散々いじめられて、周りの奴らなんてどうでもいい、自分の身を守れればいい!!正義を守ればいい!!そう思ってた。すっかり忘れてたんだ、周りの人達が自分と同じ人間だった!!!許してくれなんて言わない!!蹴飛ばしたって構わない!!本当にごめんなさい!!」
神田は、地面に膝をつき涙を流しながらひたすら謝った。大崎はただ呆然とその様子を眺めていた。私は、水上に言った。
「水上、帰ろう。これ以上首を突っ込むのは野暮だ。」
「そうだね。それはそうなんだけど…。」
水上は、私の右手を強く掴んで言った。
「いつまで私の襟、掴んでるのよ!!!」
「あっ…。すまん…。」
【2】
公園を出た私は、水上を見送り再び公園に戻った。神田は、もう大丈夫だろう。問題は大崎の方だ。神田は、本当のことを話しすぎた。大崎に北野のことを受け止め切れるだけの度量は、おそらく無いだろう。私は、公園の中を再び走り回った。しばらく走り続けていると、残念なことに私の予想は的中してしまった。大崎は別のベンチに片膝を抱えて座り込んでいた。スマホもいじらず、ただただ座り込んでいる。私は、彼の前に立った。何を言えば良いのだろうか。私がそうやって、まごついていると、大崎の方から口を開いた。
「先生、さっきの会話…。聞いていたんでしょ?」
「すみません。彼が何をするのか心配だったので。」
「先生…僕は、何のために生まれ変わったんですか…。僕が、北野先生に文句を言ったことがいけなかったんですか?」
「悪いのは、君じゃない!」
「僕が生まれ変わる前、僕は自分を責め続けた高幡先生を恨んだ。全部あいつが悪いんだって!でも、生まれ変わってやり直しても、結局同じように担任の先生から目をつけられて・・・。二回も連続ってありますか!?やっぱり自分が悪いんですか!!?」
私は、北野が高幡と同一人物であることを、彼には伝えていなかった。そうしたほうが、前向きに人生を歩んでくれると思ったからだ。しかし、結果としてその選択は、裏目に出てしまったのかもしれない。私は、迷いながらも彼に言った。

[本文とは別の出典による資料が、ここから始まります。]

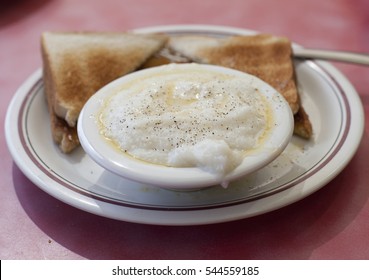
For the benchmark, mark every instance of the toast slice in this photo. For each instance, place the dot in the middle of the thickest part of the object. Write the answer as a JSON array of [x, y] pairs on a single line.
[[265, 56], [77, 64]]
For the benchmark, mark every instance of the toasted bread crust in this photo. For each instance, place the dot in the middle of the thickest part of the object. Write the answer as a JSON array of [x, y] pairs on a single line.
[[265, 56], [76, 65]]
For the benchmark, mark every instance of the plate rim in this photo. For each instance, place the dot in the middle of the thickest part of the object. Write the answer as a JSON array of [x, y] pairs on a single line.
[[355, 137]]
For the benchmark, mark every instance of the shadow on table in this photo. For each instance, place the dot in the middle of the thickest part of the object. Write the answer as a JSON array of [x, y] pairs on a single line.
[[13, 10], [293, 232]]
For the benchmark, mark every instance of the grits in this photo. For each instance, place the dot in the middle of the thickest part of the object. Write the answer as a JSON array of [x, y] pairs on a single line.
[[187, 117]]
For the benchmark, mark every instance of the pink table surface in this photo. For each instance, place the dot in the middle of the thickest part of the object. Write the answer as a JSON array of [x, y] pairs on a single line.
[[333, 223]]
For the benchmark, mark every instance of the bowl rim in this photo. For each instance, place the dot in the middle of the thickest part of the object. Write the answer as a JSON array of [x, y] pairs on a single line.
[[115, 161]]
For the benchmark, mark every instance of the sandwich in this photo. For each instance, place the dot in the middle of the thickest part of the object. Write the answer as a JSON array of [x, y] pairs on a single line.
[[77, 64], [266, 56]]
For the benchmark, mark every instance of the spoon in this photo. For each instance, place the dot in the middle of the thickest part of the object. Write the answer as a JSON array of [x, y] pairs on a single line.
[[342, 56]]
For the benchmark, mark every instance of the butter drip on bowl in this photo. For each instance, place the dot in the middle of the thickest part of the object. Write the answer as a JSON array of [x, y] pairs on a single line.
[[187, 116]]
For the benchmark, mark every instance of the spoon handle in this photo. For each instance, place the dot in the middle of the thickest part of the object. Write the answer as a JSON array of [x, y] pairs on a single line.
[[341, 56]]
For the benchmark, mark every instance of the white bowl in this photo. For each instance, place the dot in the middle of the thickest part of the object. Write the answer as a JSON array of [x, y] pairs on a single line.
[[181, 178]]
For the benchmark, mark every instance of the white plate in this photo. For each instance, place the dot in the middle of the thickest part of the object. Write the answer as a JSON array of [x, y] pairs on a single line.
[[331, 101]]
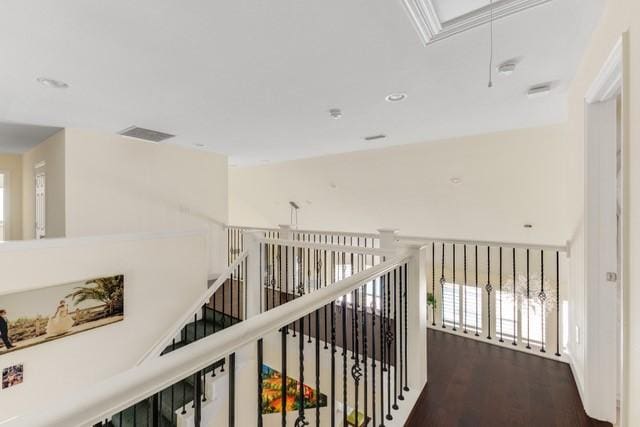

「清君、君が前に北野先生と何があったのかは知らない。でも、君に非はないと私は確信している・・・。」
「先生のことです。根拠があるんでしょ?」
「それは・・・。もちろんある。だが、そのことはもう少しだけ秘密にさせてもらえないだろうか?北野との決着がつくまで。」
「先生・・・何を企んでいるんですか?」
「あの先生を完全に追放する。それは、うちの学校だけじゃない。公立学校から完全に消えてもらう。幸いなことに、攻撃の材料はだいぶ調ってきた。あとはそう遠くないチャンスを待つだけだ。だから、それまで待っててくれないか。そして、そのときは約束してほしい。」